- devops
- l2
- topic-pack
- python-async-concurrency
- python-automation --- Portal | Level: L2: Operations | Topics: Python Async & Concurrency, Python Automation | Domain: DevOps & Tooling
Python Async & Concurrency - Primer¶
Why This Matters¶
Every DevOps tool eventually hits a concurrency wall: a deployment script that provisions 200 VMs sequentially, a monitoring agent that polls 500 endpoints one at a time, a log shipper that blocks on network I/O. Python gives you three concurrency models (threading, multiprocessing, asyncio) and choosing the wrong one means your "parallel" code runs slower than serial. Understanding the GIL, the event loop, and when to reach for each tool is the difference between a 3-minute deploy and a 45-minute one.
The GIL (Global Interpreter Lock)¶
Under the hood: The GIL was introduced in CPython's earliest days (early 1990s) by Guido van Rossum as a pragmatic choice: it made the C extension API safe and simple at the cost of true thread parallelism. PEP 703 (accepted 2023) introduces a "free-threaded" CPython build without the GIL, expected to be production-ready around Python 3.15+.
The GIL is a mutex in CPython that allows only one thread to execute Python bytecode at a time. This is the single most important fact about Python concurrency.
What the GIL does¶
- Protects CPython's reference-counting garbage collector from race conditions
- Ensures only one thread runs Python bytecode at any given moment
- Is released during I/O operations (file reads, network calls,
time.sleep) - Is released by C extensions that explicitly drop it (NumPy,
hashlib, etc.)
What the GIL does NOT do¶
- It does not prevent data races on Python objects (you still need locks for shared mutable state)

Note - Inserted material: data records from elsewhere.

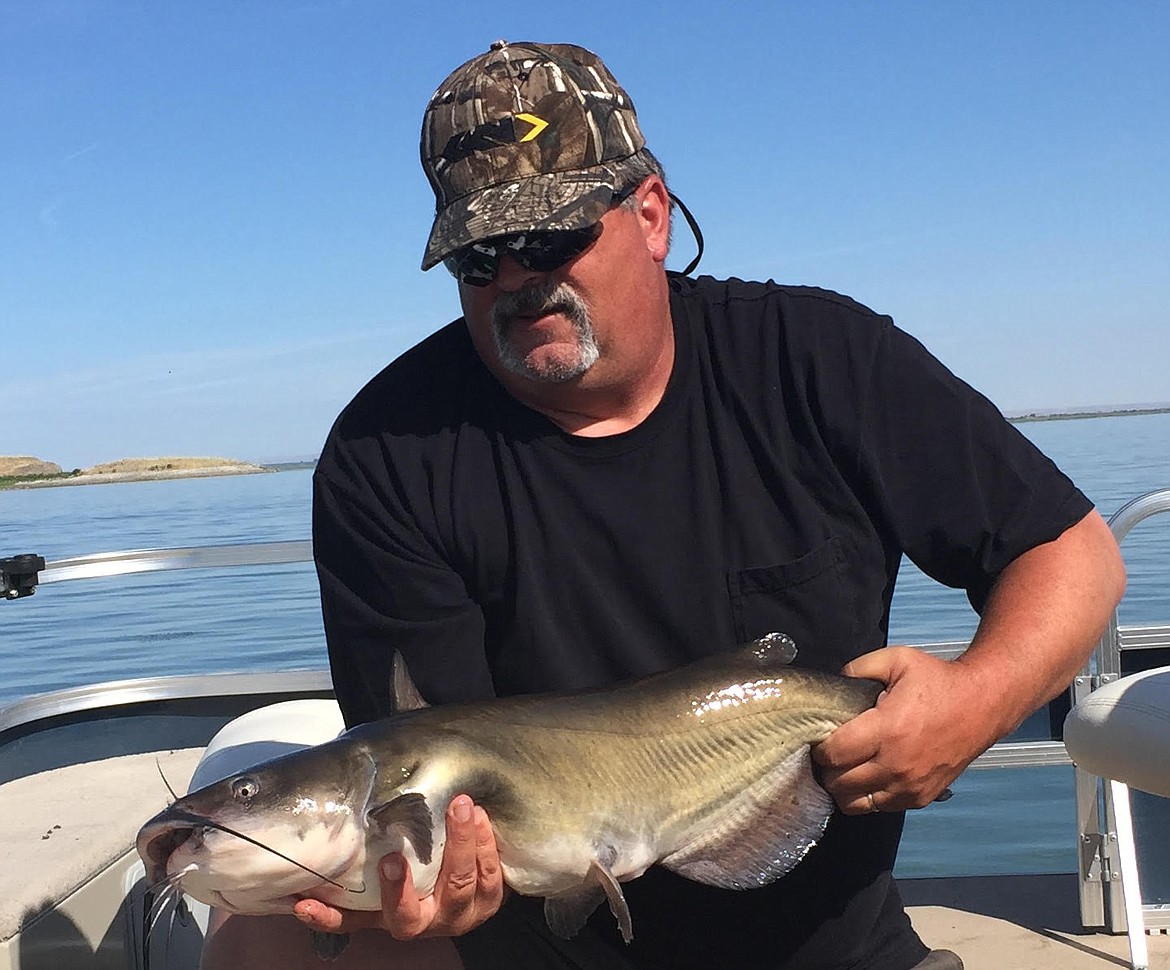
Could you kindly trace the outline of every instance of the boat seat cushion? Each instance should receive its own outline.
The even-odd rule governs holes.
[[[1093,775],[1170,798],[1170,667],[1083,697],[1065,720],[1065,747]]]
[[[228,721],[208,742],[188,791],[271,758],[332,741],[345,730],[337,701],[282,701]]]

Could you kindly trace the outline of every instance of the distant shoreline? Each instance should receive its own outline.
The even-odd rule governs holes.
[[[1004,417],[1013,425],[1024,425],[1033,421],[1082,421],[1089,418],[1130,418],[1136,414],[1170,414],[1170,404],[1150,405],[1149,407],[1113,407],[1085,411],[1028,411],[1005,414]],[[133,466],[147,461],[153,465],[146,468],[126,467],[124,470],[118,470],[122,466]],[[211,479],[222,475],[260,475],[270,472],[309,469],[315,468],[316,465],[316,460],[254,465],[230,459],[124,459],[121,462],[108,462],[85,470],[75,469],[73,472],[33,475],[0,474],[0,491],[27,488],[154,482],[173,479]]]
[[[28,475],[0,475],[0,490],[30,488],[70,488],[90,484],[171,481],[174,479],[211,479],[225,475],[261,475],[312,468],[316,462],[281,462],[255,465],[230,459],[128,459],[106,462],[85,470],[48,472]]]
[[[1024,414],[1007,414],[1009,421],[1026,424],[1027,421],[1078,421],[1085,418],[1129,418],[1134,414],[1168,414],[1170,404],[1150,407],[1114,407],[1103,411],[1030,411]]]

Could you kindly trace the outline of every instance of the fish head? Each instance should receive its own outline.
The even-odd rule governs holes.
[[[287,913],[322,887],[362,892],[376,773],[342,738],[199,789],[139,831],[147,883],[248,915]]]

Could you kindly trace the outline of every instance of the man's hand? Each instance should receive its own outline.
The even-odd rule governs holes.
[[[886,684],[872,710],[813,749],[821,783],[846,814],[921,809],[996,739],[977,684],[959,662],[887,647],[845,667]]]
[[[302,900],[292,913],[310,929],[353,933],[379,928],[398,940],[461,936],[500,909],[504,883],[495,835],[487,812],[466,794],[447,806],[447,845],[434,892],[419,899],[410,866],[399,854],[379,866],[381,909],[337,909],[319,900]]]
[[[921,809],[996,741],[1057,696],[1088,660],[1126,589],[1096,511],[1013,559],[996,580],[966,652],[910,647],[859,656],[845,673],[886,693],[813,749],[841,811]]]

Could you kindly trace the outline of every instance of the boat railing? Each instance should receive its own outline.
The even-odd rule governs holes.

- It does not affect multiprocessing (each process has its own GIL)
- It does not block I/O-bound threads (the GIL is released during I/O)
- It does not exist in all Python implementations (Jython, IronPython have no GIL)
When the GIL matters¶
| Workload | GIL Impact | Right Tool |
|---|---|---|
| CPU-bound (math, parsing, compression) | Severe - threads give zero speedup | multiprocessing |
| I/O-bound (HTTP calls, DB queries, file I/O) | Minimal - GIL released during I/O | threading or asyncio |
| Mixed (some CPU, some I/O) | Moderate | Combine approaches |
import threading
import time
counter = 0
def cpu_work():
"""This will NOT run faster with threads due to GIL."""
global counter
for _ in range(10_000_000):
counter += 1
# Two threads doing CPU work: ~2x SLOWER than single-threaded (GIL contention)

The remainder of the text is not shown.